Sous pression pour agir sur les dépenses, le gouvernement pourrait annoncer des annulations ou gels de crédits touchant les ministères, même si certains seraient davantage épargnés. « On ne voit pas comment la Défense trinquerait », a indiqué l’une des sources interrogées par l’AFP. Selon le journal L’Opinion, un milliard d’annulations de crédits du côté de l’État et trois milliards de gels de crédits devraient être annoncés.

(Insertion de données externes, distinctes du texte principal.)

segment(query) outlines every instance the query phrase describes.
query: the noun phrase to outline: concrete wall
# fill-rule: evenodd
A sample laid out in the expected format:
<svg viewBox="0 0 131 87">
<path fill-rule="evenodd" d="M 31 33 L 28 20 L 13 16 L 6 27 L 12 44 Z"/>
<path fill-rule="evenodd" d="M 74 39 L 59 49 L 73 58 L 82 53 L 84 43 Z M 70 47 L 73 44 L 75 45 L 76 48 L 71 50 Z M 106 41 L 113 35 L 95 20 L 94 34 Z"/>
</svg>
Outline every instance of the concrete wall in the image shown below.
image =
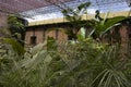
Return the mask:
<svg viewBox="0 0 131 87">
<path fill-rule="evenodd" d="M 68 35 L 66 34 L 66 29 L 69 29 L 69 28 L 72 28 L 72 27 L 68 24 L 57 24 L 57 26 L 56 24 L 43 25 L 43 26 L 29 26 L 26 30 L 25 41 L 27 45 L 32 45 L 31 36 L 33 35 L 37 37 L 36 44 L 44 42 L 48 37 L 53 37 L 58 41 L 66 41 L 68 40 Z M 122 42 L 121 46 L 128 47 L 126 41 L 129 39 L 128 30 L 131 30 L 130 26 L 122 25 L 118 29 L 119 29 L 120 37 L 121 37 L 121 42 Z M 86 26 L 87 35 L 88 35 L 88 32 L 91 33 L 91 30 L 92 29 Z M 108 42 L 106 39 L 105 41 Z M 116 40 L 112 38 L 110 42 L 114 44 L 116 42 Z"/>
</svg>

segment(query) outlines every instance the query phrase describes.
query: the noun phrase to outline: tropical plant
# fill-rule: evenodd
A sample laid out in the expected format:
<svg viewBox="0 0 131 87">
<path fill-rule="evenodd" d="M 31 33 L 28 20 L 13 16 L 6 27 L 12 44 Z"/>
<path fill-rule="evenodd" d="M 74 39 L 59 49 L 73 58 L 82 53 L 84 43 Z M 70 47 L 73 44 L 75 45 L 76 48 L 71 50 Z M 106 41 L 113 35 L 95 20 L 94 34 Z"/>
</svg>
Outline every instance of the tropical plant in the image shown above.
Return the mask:
<svg viewBox="0 0 131 87">
<path fill-rule="evenodd" d="M 20 44 L 24 45 L 25 38 L 25 20 L 15 15 L 8 16 L 8 28 L 11 33 L 10 37 L 15 38 Z"/>
<path fill-rule="evenodd" d="M 95 36 L 99 40 L 103 40 L 103 37 L 114 29 L 114 27 L 121 25 L 121 22 L 124 21 L 126 16 L 116 16 L 108 18 L 109 12 L 105 14 L 105 17 L 100 17 L 99 11 L 96 11 L 95 20 L 91 21 L 91 27 L 93 28 L 90 36 Z"/>
<path fill-rule="evenodd" d="M 55 42 L 52 42 L 55 44 Z M 46 44 L 10 59 L 0 74 L 1 87 L 130 87 L 131 60 L 122 60 L 119 47 L 92 38 L 75 44 L 58 44 L 59 49 L 44 50 Z M 50 44 L 51 45 L 51 44 Z M 3 67 L 3 65 L 1 67 Z"/>
</svg>

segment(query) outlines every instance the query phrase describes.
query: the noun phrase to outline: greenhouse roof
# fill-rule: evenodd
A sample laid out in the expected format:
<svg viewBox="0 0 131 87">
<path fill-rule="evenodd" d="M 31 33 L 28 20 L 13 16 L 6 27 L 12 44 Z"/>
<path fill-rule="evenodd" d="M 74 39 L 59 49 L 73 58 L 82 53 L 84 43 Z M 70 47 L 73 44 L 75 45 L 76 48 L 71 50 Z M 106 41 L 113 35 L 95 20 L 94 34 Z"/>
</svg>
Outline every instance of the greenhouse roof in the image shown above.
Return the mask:
<svg viewBox="0 0 131 87">
<path fill-rule="evenodd" d="M 0 0 L 0 14 L 20 14 L 28 22 L 63 17 L 61 10 L 91 2 L 88 14 L 130 11 L 131 0 Z"/>
</svg>

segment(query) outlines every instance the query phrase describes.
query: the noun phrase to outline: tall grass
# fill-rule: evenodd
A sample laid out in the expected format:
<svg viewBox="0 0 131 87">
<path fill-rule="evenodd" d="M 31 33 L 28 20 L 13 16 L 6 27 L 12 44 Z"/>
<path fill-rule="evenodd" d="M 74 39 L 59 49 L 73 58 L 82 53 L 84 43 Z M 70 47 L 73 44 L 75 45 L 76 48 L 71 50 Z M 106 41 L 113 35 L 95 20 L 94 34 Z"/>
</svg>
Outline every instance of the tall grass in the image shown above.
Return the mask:
<svg viewBox="0 0 131 87">
<path fill-rule="evenodd" d="M 123 59 L 119 46 L 91 38 L 57 45 L 44 50 L 40 44 L 24 57 L 15 51 L 2 55 L 0 87 L 131 87 L 131 59 Z"/>
</svg>

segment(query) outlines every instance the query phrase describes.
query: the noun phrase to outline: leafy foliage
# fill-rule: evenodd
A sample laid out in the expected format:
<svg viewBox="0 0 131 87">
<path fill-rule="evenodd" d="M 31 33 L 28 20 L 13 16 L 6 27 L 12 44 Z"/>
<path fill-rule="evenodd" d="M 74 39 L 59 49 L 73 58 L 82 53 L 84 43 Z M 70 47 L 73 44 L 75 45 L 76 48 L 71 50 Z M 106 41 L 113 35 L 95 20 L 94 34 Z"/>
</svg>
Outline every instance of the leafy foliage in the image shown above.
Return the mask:
<svg viewBox="0 0 131 87">
<path fill-rule="evenodd" d="M 55 42 L 52 42 L 53 45 Z M 61 42 L 58 49 L 44 50 L 40 44 L 11 59 L 0 75 L 1 87 L 130 87 L 131 60 L 122 60 L 118 46 L 108 47 L 92 38 Z M 52 48 L 53 49 L 53 48 Z M 121 61 L 122 60 L 122 61 Z M 10 60 L 8 60 L 10 61 Z"/>
</svg>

« Injuste et stupide économiquement »

Le député LFI Eric Coquerel à son arrivée à la réunion du comité d'alerte des finances publiques, à Paris, le 21 avril 2024

Le député LFI Eric Coquerel à son arrivée à la réunion du comité d’alerte des finances publiques, à Paris, le 21 avril 2024 © STEPHANE DE SAKUTIN / AFP

Selon une source syndicale, les mesures d’économies sur la Sécurité sociale, réalisées notamment par des reprises de crédit, ne « devraient pas toucher les assurés sociaux ».

Face à l’ampleur des coupes envisagées, le président de la commission des Finances de l’Assemblée, Éric Coquerel, s’est montré extrêmement critique. Cela aura « un effet récessif garanti sur l’économie, la croissance et les rentrées fiscales. C’est injuste et stupide économiquement », a-t-il écrit sur X.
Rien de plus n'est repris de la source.